Yoga offers a plethora of benefits ranging from greater flexibility and agility to peace of mind and better breathing. With summer hot on our heels and lighter clothing and bathing suits on the horizon, many people are looking for some good exercises that will help tone up the abs for better display during hot months. Below, are four of the best yoga poses for abdominal muscles.
Best Ab Poses and How To Do Them
- 1. Tree Pose: This is a pretty simple pose that not only uses core muscles and strengthens abs, but gives you better balance. Start with your right leg first. Shift weight to the left leg and lift your right foot up the inner part of your thigh as high as you can go. Focus on a point in front of you for balance. Once you have that, fold your hands in front of your chest in prayer pose. Tighten your abdominal muscles and straighten your spine. Breathe deeply for at least 30 seconds with tightened abs. Repeat with the other leg.
- 2. Warrior III Pose: This is yet another balance challenge, because abdominal strength is crucial for proper balance. Shift your weight to your right foot. Hug your left knee to your chest and then extend it straight back, leaning forward as you do this so your leg is parallel to the ground. Point your toes downward. For balance, you can put your fingertips on the ground. Once you’re ready, reach your arms in front of you so that your body forms a straight line. Straighten the spine, tighten the abs, and breathe deeply. You can bend your bottom knee for stability if needed. Stay in the pose for 30 seconds and repeat on the other side.

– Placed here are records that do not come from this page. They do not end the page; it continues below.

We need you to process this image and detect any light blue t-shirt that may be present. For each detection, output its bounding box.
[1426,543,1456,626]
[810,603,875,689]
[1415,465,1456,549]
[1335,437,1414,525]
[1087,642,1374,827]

- 3. Camel Hinge Pose: Kneel on the floor with knees hip distance apart and toes tucked under. Extend your arms in front of you, palms down. Tighten abs and breathe in deeply, lifting your chest. Then, slowly press your pelvis forward and hinge backward, slightly arching the lower back. Open the chest through deep breaths, and focus on keeping your ribcage down by using core abdominal muscles. Stay here for 20-30 seconds, then come up slowly. Do this three or four times.
- 4. Extended Boat Pose: Sit on the floor with your hip bones widened and extend your legs in front of you. Place your hands on the ground next to your hips and slowly lift your legs off the ground, holding your stomach in and up. Once you’re ready, extend your arms out to the side of your thighs. Your body should resemble a ‘V.’ Hold this position for 30-60 seconds and then release. Do this three or four times.
These are just four of the best ab-working yoga poses. If these don’t work for you, research more options. You’ll want to do these poses every day with your other exercise routines for maximum benefit.